Opinion: Investment in local manufacturing is an imperative

Published in the Daily Telegraph, 12 April 2024

There is something going wrong with manufacturing in this country when you can’t even buy Aussie Made flag products for Australia Day because they are made in China. That another country is producing our flag and selling it back to us, is completely at odds with the sovereign manufacturing capability we were focused on during COVID. This was when the entire country realised we were too reliant on foreign imports and international supply chains.

Today, the Albanese Labor Government should be backing in Australian manufacturers when international trade deals are made, and also when it comes to government procurement – at all levels. Not even having a choice to purchase an Aussie Made flag product in a shop shows this is far from happening.  

What is going on with manufacturing in Australia right now? In just the past six months, 1650 manufacturing and construction businesses across the nation filed for insolvency. When I step onto a factory floor with a manufacturer, the first thing they tell me is that high energy prices are destroying their business and their entire industry. We have seen some of the highest electricity prices in the world with business energy bills increased by up to 20% in July 2023.

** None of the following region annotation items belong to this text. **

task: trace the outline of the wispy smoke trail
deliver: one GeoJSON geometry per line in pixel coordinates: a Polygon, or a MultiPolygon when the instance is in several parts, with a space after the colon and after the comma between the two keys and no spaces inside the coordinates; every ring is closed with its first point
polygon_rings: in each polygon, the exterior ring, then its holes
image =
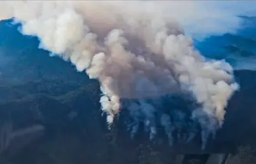
{"type": "MultiPolygon", "coordinates": [[[[200,105],[190,109],[190,119],[199,123],[204,147],[210,134],[221,126],[228,101],[238,86],[228,63],[206,61],[184,35],[177,20],[198,14],[196,5],[187,3],[1,1],[0,17],[15,18],[22,24],[22,34],[40,39],[40,48],[98,79],[109,124],[124,108],[122,100],[130,99],[126,108],[134,120],[132,133],[142,122],[150,138],[157,134],[159,109],[148,99],[191,95],[200,105]]],[[[159,123],[171,143],[174,128],[181,130],[185,125],[179,123],[186,119],[182,111],[169,111],[174,119],[162,113],[159,123]]],[[[192,126],[189,124],[186,127],[192,126]]],[[[187,140],[194,131],[189,130],[187,140]]]]}

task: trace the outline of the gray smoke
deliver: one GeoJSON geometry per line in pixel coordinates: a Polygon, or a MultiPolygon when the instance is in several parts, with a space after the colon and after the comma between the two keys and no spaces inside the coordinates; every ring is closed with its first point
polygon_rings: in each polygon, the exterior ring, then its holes
{"type": "MultiPolygon", "coordinates": [[[[224,109],[238,85],[229,64],[206,60],[184,35],[177,21],[189,20],[196,11],[192,2],[0,2],[2,20],[15,18],[22,24],[23,34],[40,38],[40,48],[99,81],[103,94],[100,102],[108,124],[122,109],[122,99],[136,99],[127,105],[134,120],[132,135],[142,121],[153,138],[158,109],[146,99],[191,94],[201,105],[192,111],[191,119],[202,129],[204,147],[210,134],[221,127],[224,109]]],[[[185,121],[181,111],[171,113],[175,120],[165,114],[160,119],[170,143],[174,126],[182,126],[179,123],[185,121]]],[[[189,130],[188,141],[194,131],[189,130]]]]}

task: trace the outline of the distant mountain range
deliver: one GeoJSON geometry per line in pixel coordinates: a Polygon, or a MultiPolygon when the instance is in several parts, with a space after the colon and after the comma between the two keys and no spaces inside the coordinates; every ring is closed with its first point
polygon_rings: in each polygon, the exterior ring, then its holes
{"type": "MultiPolygon", "coordinates": [[[[214,148],[206,151],[256,146],[256,71],[239,68],[246,65],[243,60],[256,59],[256,28],[250,28],[256,18],[243,18],[251,22],[245,21],[249,27],[236,34],[195,41],[206,57],[224,59],[237,67],[234,74],[241,86],[229,102],[223,128],[210,143],[214,148]]],[[[15,128],[39,123],[48,130],[44,138],[12,158],[13,163],[160,163],[155,161],[160,159],[169,163],[173,150],[166,143],[155,148],[143,134],[132,141],[122,123],[108,130],[101,115],[98,82],[38,49],[37,38],[22,36],[18,26],[10,23],[0,22],[0,121],[11,119],[15,128]]],[[[189,149],[184,146],[177,151],[189,149]]]]}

It didn’t have to be this way. The Australian Industry Group's Performance of Manufacturing Index data shows business conditions for economic performance had consistent strong growth (+40 to +50 index range) for 15 consecutive months the July 2019 to November 2022 period, including during the economic disruption of COVID-19. Growth has since plummeted on the back of the Albanese Labor Government’s October 2022 Budget, with a stark contraction (between -12.8 to -25.6 index range) from November 2022 to December 2023.

Why isn’t more being done to support Australian advanced manufacturing in ensuring it remains sustainable? We have this very opportunity in Western Sydney with the International Airport’s Aerotropolis.

The Aerotropolis industrial hub is a unique opportunity to create tens of thousands of Western Sydney jobs in Aussie-made businesses, and expand into prospective international freight markets. There’s also meant to be an advanced manufacturing research facility for innovation and biomedical technologies planned to call the Aerotropolis home. We stand on the frontier of an international economic success story in Western Sydney, bringing our high-quality Aussie-made products to the world.

That was the plan, but today the 11,200 hectare industrial zone surrounding Western Sydney International Airport remains largely undeveloped, and the potential unrealised. Every day reports are emerging on the stagnating progress of the project, and the area’s master plan could still be months away from public consultation. A December community update from the department overseeing the Aerotropolis precinct development, the Western Parkland City Authority, stated that only initial construction has started on the First Building – which will host a visitor centre, industry hub and manufacturing research facility.

It is reported that only five state-significant major developments, mostly business parks, have been approved for the Aerotropolis, and concerns have been raised about a failure to co-ordinate the delivery of roads and water infrastructure.

Not only is Labor failing our region with a go-slow on the Aerotropolis, but the Albanese Government also ripped out hundreds of millions of dollars in funding for vital road infrastructure projects to support Western Sydney International Airport and the Aerotropolis industrial precinct. These include axing funding for the Western City Road Transport Network Development and the M7-M12 Interchange widening projects. It’s a nonsensical decision showing the Albanese Government doesn’t have a plan for sustainable growth in Western Sydney, or they just don’t care.

Anthony Albanese took Labor’s $15bn National Reconstruction Fund to the election with a raft of local manufacturing pledges in key regional seats to reclaim blue collar voters. Now it is these very people who will be doing it tough under the looming threat of job losses. Businesses are buckling under increased production costs in Australia, some opting to move their operations offshore and others sadly forced into administration. December 2023 labour force figures paint a grim picture of 65,000 Australian jobs lost. With not one dollar allocated from Albanese’s National Reconstruction Fund, manufacturers continue to encounter significant hurdles in producing Australian-made goods and keeping their business going.

The current state of manufacturing in this country should concern everyone - it’s about Australian jobs, our economic stability and sovereign security which is paramount in such uncertain times globally. Haven’t we learnt from the dark days of Covid when shelves ran bare and essential products were tied up in international supply chains?

At the very least, buying an Aussie Made flag product in a shop should be something Australians take for granted, not something we have to fight for. It is our nation’s flag, there is nothing more sovereign than that.